Ketika Amerika Serikat secara sepihak menaikkan tarif impor menjadi 104%, Tiongkok pun membalas dengan tarif 84%, menurut dia, ini bukan semata untuk melindungi kepentingan domestik, tetapi juga sebagai bentuk perlawanan terhadap praktik sepihak yang merusak prinsip multilateralisme.

“Konfrontasi ini menjadi cermin bahwa sistem perdagangan global membutuhkan reformasi mendalam yang melibatkan semua negara, bukan hanya segelintir pemain dominan,” kata Karimi dalam keterangan resmi dikutip Jumat (18/4/2025).

Ia menekankan, dunia tidak bisa lagi menerima sistem yang membolehkan satu negara menentukan arah arus dagang global tanpa konsultasi dan kesepakatan bersama.

Dengan demikian, jika aturan main hanya menguntungkan yang kuat, maka retaliasi akan menjadi norma baru dan sistem akan kehilangan legitimasinya.

Oleh karena itu, lanjut dia, momen ini harus dijadikan titik tolak untuk membangun tatanan ekonomi dunia yang lebih inklusif, berkeadilan, dan berbasis resiprositas sejati.

“Di mana negara berkembang memiliki ruang setara dalam menyusun aturan dan menjaga stabilitas global,” ucapnya.

Ia menilai, jika negara tidak mengonfrontasi tarif Trump tersebut, maka sama saja dengan memberikan legitimasi terhadap kekacauan sistemik yang sengaja diciptakan demi kepentingan sepihak.

“Bernegosiasi memang penting, tetapi negosiasi yang lahir dari tekanan dan intimidasi hanya akan melanggengkan ketimpangan dan memperkuat posisi dominan negara besar seperti Amerika Serikat,” katanya.

Ia menuturkan, ketika sebuah negara menggunakan kekuatan ekonominya untuk memaksa negara lain agar tunduk melalui tarif sepihak, maka itu bukan lagi kebijakan dagang.
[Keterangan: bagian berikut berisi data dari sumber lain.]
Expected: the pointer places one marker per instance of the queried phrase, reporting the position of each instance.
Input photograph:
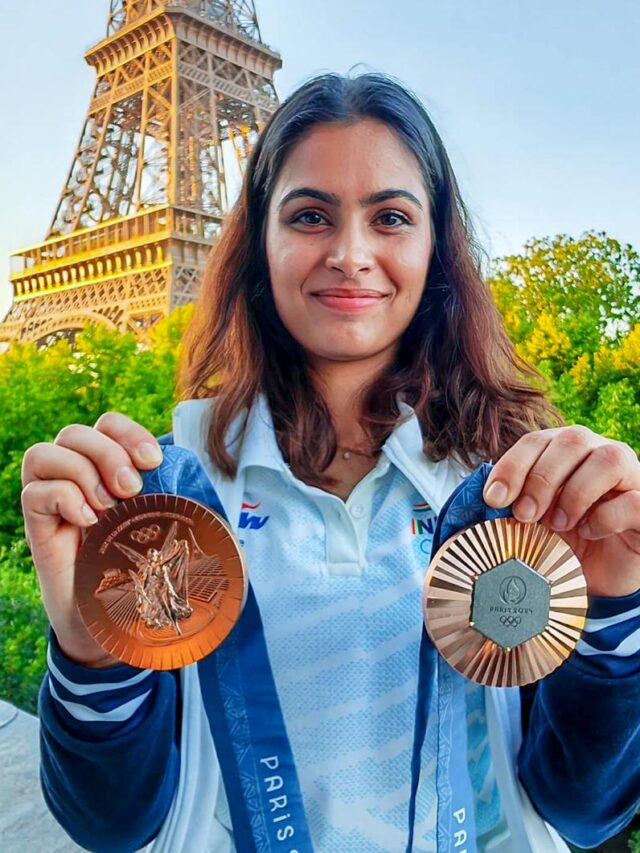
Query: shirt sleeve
(580, 757)
(109, 754)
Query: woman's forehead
(366, 154)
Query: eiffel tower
(183, 89)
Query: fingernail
(149, 453)
(129, 480)
(496, 493)
(104, 497)
(89, 514)
(559, 519)
(526, 509)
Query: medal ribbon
(456, 815)
(242, 705)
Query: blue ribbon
(456, 819)
(241, 700)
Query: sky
(537, 102)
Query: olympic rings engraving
(145, 534)
(510, 621)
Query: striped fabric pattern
(97, 701)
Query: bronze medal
(505, 602)
(160, 581)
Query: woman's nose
(349, 251)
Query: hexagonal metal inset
(510, 603)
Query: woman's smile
(349, 300)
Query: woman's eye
(394, 215)
(306, 213)
(306, 218)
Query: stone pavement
(26, 826)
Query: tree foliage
(572, 308)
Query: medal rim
(537, 653)
(173, 654)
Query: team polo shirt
(339, 588)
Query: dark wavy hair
(455, 365)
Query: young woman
(346, 374)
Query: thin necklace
(348, 452)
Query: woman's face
(348, 241)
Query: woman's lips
(349, 300)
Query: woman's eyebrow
(331, 198)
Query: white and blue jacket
(128, 760)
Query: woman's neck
(341, 385)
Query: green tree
(564, 297)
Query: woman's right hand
(65, 483)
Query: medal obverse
(505, 602)
(160, 581)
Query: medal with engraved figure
(160, 581)
(505, 602)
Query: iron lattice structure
(183, 89)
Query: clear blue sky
(538, 101)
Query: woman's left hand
(587, 489)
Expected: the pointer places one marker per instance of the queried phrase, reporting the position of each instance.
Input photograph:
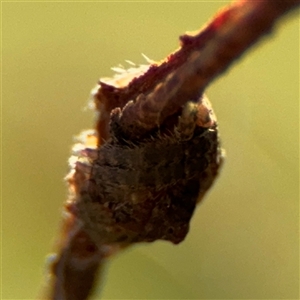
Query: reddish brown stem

“Itu bentuk perundungan global. Jika dunia diam demi ‘kerja sama yang damai’, maka sesungguhnya kita sedang membiarkan ekonomi internasional disandera oleh kepentingan politik yang sewenang-wenang,” tuturnya.

Dalam konteks ini, kata Syafruddin, Indonesia tidak boleh berdamai dengan kekeliruan, perundungan, atau bahkan genosida ekonomi dan sosial yang dilakukan atas nama dominasi geopolitik.
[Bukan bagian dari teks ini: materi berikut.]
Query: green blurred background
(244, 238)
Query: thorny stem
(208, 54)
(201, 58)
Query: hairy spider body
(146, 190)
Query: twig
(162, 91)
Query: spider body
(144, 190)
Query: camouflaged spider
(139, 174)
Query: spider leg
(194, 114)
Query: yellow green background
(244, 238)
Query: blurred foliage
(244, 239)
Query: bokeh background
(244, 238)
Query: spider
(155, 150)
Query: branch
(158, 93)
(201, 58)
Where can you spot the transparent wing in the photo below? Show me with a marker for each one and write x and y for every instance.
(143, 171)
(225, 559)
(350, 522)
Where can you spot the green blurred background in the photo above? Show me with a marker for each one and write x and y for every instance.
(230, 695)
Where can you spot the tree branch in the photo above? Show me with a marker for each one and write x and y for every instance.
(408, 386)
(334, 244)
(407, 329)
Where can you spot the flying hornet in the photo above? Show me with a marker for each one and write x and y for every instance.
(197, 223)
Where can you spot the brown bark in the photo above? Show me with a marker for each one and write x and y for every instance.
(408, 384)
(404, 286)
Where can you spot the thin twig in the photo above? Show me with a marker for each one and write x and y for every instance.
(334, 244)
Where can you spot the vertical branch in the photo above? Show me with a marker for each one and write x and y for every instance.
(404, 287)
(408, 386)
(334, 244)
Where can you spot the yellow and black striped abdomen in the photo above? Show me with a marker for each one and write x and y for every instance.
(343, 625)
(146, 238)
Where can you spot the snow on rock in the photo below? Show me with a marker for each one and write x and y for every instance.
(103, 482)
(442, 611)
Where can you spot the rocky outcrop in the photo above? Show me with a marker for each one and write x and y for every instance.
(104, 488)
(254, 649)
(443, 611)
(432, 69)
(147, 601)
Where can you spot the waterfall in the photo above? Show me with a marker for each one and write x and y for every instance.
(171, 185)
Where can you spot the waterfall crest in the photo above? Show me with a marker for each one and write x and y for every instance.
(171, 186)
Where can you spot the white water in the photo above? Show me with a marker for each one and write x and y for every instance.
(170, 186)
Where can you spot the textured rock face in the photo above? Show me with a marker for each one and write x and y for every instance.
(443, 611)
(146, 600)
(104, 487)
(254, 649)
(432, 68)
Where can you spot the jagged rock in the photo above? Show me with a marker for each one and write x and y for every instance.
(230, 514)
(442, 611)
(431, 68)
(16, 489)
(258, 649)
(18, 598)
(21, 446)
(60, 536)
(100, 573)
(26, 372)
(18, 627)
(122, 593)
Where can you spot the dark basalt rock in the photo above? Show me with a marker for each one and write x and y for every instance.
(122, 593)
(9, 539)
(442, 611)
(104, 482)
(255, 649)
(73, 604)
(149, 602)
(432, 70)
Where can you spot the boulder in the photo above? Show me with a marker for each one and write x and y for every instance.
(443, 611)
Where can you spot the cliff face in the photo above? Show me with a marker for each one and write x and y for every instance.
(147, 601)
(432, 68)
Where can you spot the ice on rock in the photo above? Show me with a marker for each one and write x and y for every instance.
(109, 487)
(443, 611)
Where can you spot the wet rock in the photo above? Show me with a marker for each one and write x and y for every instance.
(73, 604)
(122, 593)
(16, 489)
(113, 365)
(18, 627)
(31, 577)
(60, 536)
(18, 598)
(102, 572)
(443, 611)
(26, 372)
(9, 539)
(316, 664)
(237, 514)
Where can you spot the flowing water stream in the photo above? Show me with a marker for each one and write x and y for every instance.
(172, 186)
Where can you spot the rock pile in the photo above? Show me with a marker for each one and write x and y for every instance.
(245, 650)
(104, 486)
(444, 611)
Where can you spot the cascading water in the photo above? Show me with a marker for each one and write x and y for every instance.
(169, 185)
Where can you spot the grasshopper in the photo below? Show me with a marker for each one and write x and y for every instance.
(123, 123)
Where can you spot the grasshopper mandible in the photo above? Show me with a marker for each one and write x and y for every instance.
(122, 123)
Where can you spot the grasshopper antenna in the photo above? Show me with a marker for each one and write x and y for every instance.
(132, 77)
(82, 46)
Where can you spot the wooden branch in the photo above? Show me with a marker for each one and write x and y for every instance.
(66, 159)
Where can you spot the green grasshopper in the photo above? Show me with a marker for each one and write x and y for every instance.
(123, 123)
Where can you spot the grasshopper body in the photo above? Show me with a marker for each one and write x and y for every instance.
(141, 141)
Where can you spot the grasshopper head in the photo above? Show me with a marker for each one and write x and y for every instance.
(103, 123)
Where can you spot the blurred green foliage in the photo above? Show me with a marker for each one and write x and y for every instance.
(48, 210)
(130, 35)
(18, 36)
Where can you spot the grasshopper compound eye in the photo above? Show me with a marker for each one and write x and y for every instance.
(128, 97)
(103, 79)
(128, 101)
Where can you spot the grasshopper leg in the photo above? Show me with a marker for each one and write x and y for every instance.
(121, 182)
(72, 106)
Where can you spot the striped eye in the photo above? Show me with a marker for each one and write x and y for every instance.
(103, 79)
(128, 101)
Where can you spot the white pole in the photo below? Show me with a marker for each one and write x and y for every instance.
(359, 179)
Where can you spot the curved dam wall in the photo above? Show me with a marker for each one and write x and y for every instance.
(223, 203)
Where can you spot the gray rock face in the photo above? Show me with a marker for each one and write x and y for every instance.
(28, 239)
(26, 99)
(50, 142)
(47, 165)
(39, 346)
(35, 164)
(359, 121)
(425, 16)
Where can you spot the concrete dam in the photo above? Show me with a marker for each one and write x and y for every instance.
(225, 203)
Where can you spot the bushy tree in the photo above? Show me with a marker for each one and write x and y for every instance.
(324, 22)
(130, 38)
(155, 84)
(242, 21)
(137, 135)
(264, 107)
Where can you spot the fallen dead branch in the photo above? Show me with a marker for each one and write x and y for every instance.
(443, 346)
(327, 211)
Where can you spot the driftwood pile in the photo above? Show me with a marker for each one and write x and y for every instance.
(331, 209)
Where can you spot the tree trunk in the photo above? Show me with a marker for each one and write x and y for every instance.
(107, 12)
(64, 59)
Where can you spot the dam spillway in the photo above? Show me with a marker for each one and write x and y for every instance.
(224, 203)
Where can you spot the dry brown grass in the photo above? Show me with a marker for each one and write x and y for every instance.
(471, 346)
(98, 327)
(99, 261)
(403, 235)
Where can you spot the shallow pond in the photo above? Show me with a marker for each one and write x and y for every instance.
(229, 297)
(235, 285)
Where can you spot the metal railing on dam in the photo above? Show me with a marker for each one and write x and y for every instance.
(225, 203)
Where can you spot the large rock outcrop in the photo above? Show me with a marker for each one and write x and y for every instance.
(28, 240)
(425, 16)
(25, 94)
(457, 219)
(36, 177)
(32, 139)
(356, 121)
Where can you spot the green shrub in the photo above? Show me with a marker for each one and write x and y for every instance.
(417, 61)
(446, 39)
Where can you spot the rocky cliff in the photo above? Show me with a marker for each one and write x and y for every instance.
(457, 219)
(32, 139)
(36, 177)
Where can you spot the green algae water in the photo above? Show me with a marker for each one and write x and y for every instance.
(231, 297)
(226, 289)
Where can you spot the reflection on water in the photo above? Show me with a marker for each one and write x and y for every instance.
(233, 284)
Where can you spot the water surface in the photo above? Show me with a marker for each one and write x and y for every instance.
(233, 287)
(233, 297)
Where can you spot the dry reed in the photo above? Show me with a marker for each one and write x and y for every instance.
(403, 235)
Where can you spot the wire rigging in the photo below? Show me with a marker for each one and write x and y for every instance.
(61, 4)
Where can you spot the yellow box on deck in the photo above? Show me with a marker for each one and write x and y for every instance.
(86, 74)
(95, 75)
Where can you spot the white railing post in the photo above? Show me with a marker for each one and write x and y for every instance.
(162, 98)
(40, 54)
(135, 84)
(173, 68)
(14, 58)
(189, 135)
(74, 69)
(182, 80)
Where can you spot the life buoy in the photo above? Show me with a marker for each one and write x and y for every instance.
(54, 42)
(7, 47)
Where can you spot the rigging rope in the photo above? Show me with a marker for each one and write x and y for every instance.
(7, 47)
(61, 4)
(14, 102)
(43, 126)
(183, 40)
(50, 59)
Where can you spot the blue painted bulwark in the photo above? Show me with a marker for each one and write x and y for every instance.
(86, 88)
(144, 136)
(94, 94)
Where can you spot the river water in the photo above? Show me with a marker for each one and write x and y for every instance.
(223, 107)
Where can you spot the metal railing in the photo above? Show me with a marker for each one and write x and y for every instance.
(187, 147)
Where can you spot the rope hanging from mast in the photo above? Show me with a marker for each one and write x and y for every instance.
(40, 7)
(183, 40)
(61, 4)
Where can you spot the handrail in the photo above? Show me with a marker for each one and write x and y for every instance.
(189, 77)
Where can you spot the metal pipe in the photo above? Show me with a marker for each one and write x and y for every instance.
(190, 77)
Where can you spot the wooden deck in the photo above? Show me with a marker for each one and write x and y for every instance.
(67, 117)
“Prinsip keadilan global menuntut agar negara-negara, terutama yang berkembang berani bersuara dan membangun solidaritas untuk menolak tekanan sepihak, bukan merayunya dengan konsesi. Dunia butuh tatanan yang baru, yang dibangun bukan atas dasar ketakutan, tapi keberanian untuk menegakkan keadilan,” katanya.